Gwen Stefani: JChosen (“Without You”) vs. Brandon Royal (“Redemption Song”)
JChosen liked the sound of “Without You,” which had been a huge hit worldwide in 2011 for French DJ David Guetta and Usher. Stefani counselled her artist to find the sweet spots in the song that could show off his voice and he aced this song that he dedicated to his ailing mother. Royal, who hails from the Virgin Islands, tried his luck with this 1980 classic by Bob Marley and the Wailers. JChosen was the winner, praised by all the coaches for his song choice, while Royal was faulted for trying to sing a song so associated with one artist.
Blake Shelton: Aliyah Moulden (“Before He Cheats”) vs. Caroline Sky (“At Last”)
Moulden connected with the crowd with her rendition of Carrie Underwood‘s Grammy-winning”Before He Cheats.” With the guidance of her coach, she gave this 2005 country tune an edge. Sky tried her best with “At Last,” the 1941 big band tune that Etta James made her own in 1960. Even though did a decent job, her coach opted for Moulden, who had been with his team from the blind auditions.
Adam Levine: Malik Davage (“Rock with You”) vs. Mark Isaiah (“Love Yourself”)
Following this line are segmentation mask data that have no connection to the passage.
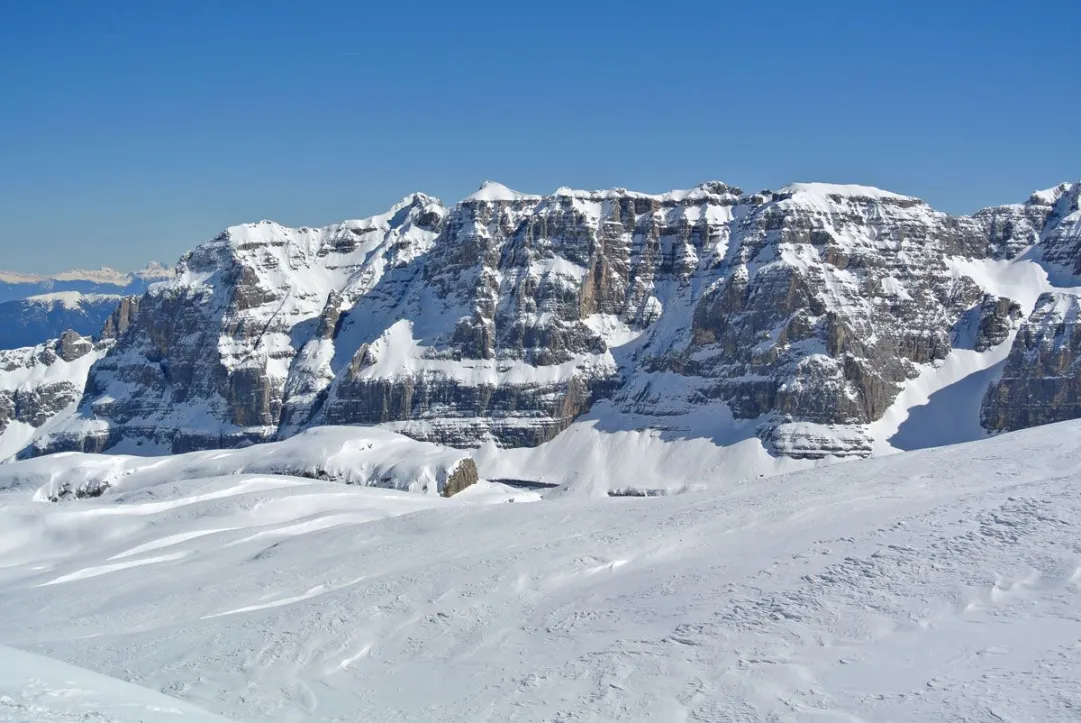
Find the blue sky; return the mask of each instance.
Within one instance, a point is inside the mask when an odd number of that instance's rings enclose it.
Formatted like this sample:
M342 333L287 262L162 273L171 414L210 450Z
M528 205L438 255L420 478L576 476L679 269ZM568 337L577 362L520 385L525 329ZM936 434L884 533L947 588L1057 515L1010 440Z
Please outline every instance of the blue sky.
M419 190L1081 178L1081 2L0 0L0 268L175 261Z

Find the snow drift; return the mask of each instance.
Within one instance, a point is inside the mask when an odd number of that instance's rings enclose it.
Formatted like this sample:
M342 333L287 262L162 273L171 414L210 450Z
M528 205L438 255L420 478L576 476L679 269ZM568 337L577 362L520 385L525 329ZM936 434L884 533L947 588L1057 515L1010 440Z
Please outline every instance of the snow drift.
M144 450L151 451L151 450ZM320 427L282 442L160 457L63 452L0 467L0 489L38 499L96 497L112 488L153 490L175 480L262 474L308 477L450 496L477 481L465 452L386 430Z
M0 640L262 723L1072 722L1079 440L531 504L170 458L59 504L8 482Z

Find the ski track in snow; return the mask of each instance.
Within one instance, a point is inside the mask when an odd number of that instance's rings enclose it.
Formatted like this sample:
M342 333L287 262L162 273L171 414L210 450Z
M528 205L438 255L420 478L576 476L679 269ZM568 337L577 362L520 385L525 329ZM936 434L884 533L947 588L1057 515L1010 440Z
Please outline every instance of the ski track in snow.
M1079 435L656 498L10 489L0 642L238 721L1076 721Z

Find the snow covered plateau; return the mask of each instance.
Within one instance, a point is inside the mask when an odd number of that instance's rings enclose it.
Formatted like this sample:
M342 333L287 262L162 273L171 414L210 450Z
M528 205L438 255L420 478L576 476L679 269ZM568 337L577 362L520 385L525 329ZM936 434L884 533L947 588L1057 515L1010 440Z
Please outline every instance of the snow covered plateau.
M1076 721L1079 440L657 497L11 463L0 720Z

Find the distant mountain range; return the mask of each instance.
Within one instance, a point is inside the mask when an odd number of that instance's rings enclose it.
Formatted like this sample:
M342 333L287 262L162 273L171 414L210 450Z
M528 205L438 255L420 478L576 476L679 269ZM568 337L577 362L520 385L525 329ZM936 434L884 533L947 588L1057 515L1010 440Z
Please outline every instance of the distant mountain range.
M151 263L133 272L117 271L105 266L100 269L80 269L51 275L0 271L0 302L58 291L121 296L142 294L150 284L168 279L172 275L171 268L159 263Z
M123 297L57 291L0 303L0 349L35 346L68 329L98 334Z
M51 276L0 271L0 349L35 346L65 331L97 335L125 296L142 296L173 270L152 263L125 273L102 267Z

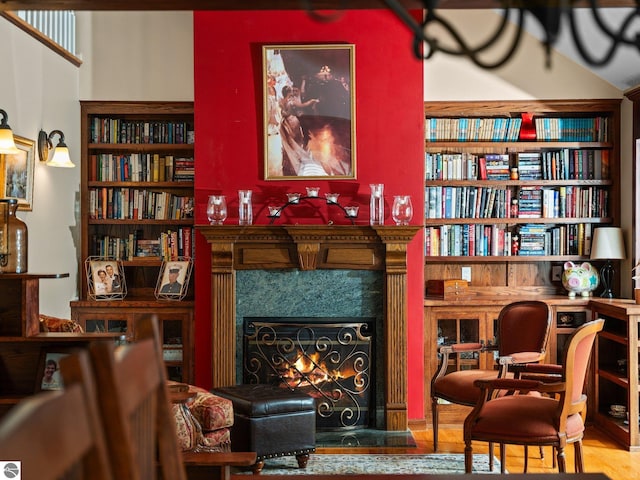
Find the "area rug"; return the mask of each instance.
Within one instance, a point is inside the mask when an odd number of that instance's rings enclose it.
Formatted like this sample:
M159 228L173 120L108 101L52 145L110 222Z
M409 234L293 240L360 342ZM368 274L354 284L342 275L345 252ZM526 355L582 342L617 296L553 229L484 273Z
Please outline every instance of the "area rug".
M473 456L474 473L500 473L500 462L493 461L489 471L488 455ZM248 474L250 471L235 471ZM265 461L263 475L358 475L365 473L416 474L464 473L464 455L461 453L431 453L427 455L389 454L312 454L307 468L298 468L295 457L272 458Z

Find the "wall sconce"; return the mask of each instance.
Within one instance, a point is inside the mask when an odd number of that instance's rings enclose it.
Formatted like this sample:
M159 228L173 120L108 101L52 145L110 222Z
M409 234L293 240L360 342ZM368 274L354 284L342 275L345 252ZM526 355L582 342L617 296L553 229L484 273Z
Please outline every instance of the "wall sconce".
M624 260L624 238L619 227L600 227L593 232L591 243L591 259L606 260L607 263L600 269L600 281L604 291L600 294L603 298L613 298L613 280L615 270L611 260Z
M55 134L60 135L58 145L53 150L53 155L49 158L49 150L53 148L51 139ZM48 136L47 132L40 130L38 134L38 156L41 162L47 162L45 165L50 167L73 168L75 165L69 156L69 147L64 143L64 133L60 130L53 130Z
M13 141L13 132L11 127L7 123L9 116L7 112L0 109L0 115L2 115L2 121L0 122L0 153L18 153L18 147L16 142Z

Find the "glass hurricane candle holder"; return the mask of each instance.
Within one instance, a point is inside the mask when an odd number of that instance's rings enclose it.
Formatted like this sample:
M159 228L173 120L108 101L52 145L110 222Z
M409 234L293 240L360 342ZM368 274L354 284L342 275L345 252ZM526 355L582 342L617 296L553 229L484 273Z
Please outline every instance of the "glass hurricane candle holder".
M251 190L238 190L238 224L240 225L251 225L253 223L251 194Z
M338 203L339 193L325 193L324 197L327 199L327 202Z
M371 225L384 225L384 185L382 183L372 183L371 199L369 202L369 223Z
M393 197L391 217L396 225L409 225L413 218L413 205L410 195L396 195Z
M211 225L222 225L227 219L227 199L224 195L209 195L207 218Z

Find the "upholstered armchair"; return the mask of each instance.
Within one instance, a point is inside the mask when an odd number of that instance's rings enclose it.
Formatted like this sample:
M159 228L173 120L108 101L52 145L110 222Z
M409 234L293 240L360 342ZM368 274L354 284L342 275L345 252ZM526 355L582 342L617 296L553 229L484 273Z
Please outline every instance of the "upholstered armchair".
M503 378L514 365L542 362L546 356L551 315L546 303L520 301L506 305L498 316L497 368L492 370L450 370L450 356L462 352L491 350L480 343L444 345L440 348L440 368L431 379L433 449L438 450L438 407L445 400L472 407L480 398L474 382L480 378ZM495 350L495 348L493 349ZM491 461L493 456L491 456Z
M231 400L207 390L169 381L178 441L183 451L231 451L230 427L233 425Z
M583 389L595 337L603 325L604 320L599 319L576 329L567 342L559 377L476 380L481 396L464 422L466 473L471 473L474 441L551 446L560 472L566 471L564 449L573 444L575 471L584 471L587 397ZM496 390L514 394L495 396ZM528 395L530 392L537 394Z

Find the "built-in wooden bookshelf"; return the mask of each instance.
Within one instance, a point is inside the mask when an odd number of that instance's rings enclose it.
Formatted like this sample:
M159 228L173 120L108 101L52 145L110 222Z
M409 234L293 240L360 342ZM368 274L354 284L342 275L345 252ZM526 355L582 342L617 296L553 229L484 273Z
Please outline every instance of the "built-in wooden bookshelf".
M427 102L424 113L425 281L469 281L460 297L425 299L425 384L439 344L494 341L501 308L517 300L549 304L548 360L558 361L575 325L591 314L588 299L567 297L563 265L589 261L595 228L620 225L620 100ZM484 124L484 133L470 124ZM553 132L539 131L546 125ZM523 246L523 238L530 243ZM489 361L459 360L452 368ZM590 376L591 403L594 381ZM430 392L425 399L429 417ZM448 408L441 421L460 423L467 413Z
M71 315L87 331L132 334L135 318L159 314L172 378L190 381L193 282L182 300L156 299L165 261L193 256L192 102L81 102L80 299ZM97 299L88 259L113 259L126 294Z
M426 262L588 259L594 227L619 221L619 108L426 103Z

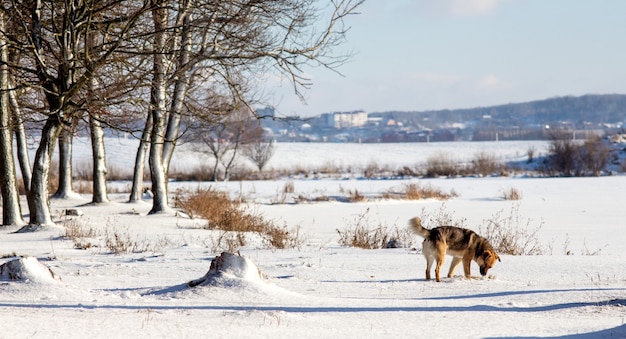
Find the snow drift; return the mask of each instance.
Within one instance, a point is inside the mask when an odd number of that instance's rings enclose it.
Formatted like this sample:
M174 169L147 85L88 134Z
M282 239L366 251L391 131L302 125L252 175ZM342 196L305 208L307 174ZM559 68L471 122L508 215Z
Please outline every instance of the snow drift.
M252 260L241 255L223 252L211 261L211 267L202 278L192 280L187 285L241 285L241 283L262 283L261 271Z
M0 265L0 281L57 283L61 278L35 257L18 258Z

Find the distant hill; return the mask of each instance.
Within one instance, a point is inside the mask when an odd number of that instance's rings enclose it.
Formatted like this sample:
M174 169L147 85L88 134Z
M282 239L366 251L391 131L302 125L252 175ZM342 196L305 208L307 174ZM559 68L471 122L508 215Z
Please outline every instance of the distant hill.
M336 116L328 119L329 114L306 121L264 119L263 126L276 140L290 142L542 140L560 133L591 138L624 133L626 95L566 96L453 110L372 112L365 124L343 127L334 124Z
M423 112L375 112L371 117L395 119L407 125L439 128L450 124L480 124L531 127L568 124L573 128L596 128L626 122L626 95L566 96L490 107Z

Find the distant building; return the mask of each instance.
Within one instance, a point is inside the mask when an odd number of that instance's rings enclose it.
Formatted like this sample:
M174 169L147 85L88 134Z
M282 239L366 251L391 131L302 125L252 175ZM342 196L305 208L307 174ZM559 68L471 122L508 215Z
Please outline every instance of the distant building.
M264 108L257 108L257 115L264 118L273 118L276 116L276 109L271 106L266 106Z
M321 118L326 126L336 129L363 127L367 123L365 111L324 113Z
Davage had a good time with “Rock With You,” which had been a hit for his idol, Michael Jackson, back in 1979. Levine had warned him to make sure that we could hear every word of the lyrics and he tried hard to deliver on his promise to do so. Isaiah went with “Love Yourself,” a 2015 No. 1 for Justin Bieber. Under the guidance of his coach, Isaiah worked on structuring the tune so that it built to a climax and on the night, he wowed all the coaches with his powerhouse performance.
Gwen Stefani: Stephanie Rice (“Safe & Sound”) vs. Troy Ramey (“Chandelier”)
As this was the last knockout of the series, we knew that Keys would steal one of these artists. Rice delivered a low-key version of “Safe and Sound,” a collaboration between Taylor Swift and country duo The Civil Wars that been featured in the 2012 movie “The Hunger Games.”Surprisingly, Ramey took on Sia‘s 2014 Top 10 hit “Chandelier” and made this vocal showcase his own. After he won Stefani over with his rendition, Rice ended up on Team Alicia Keys.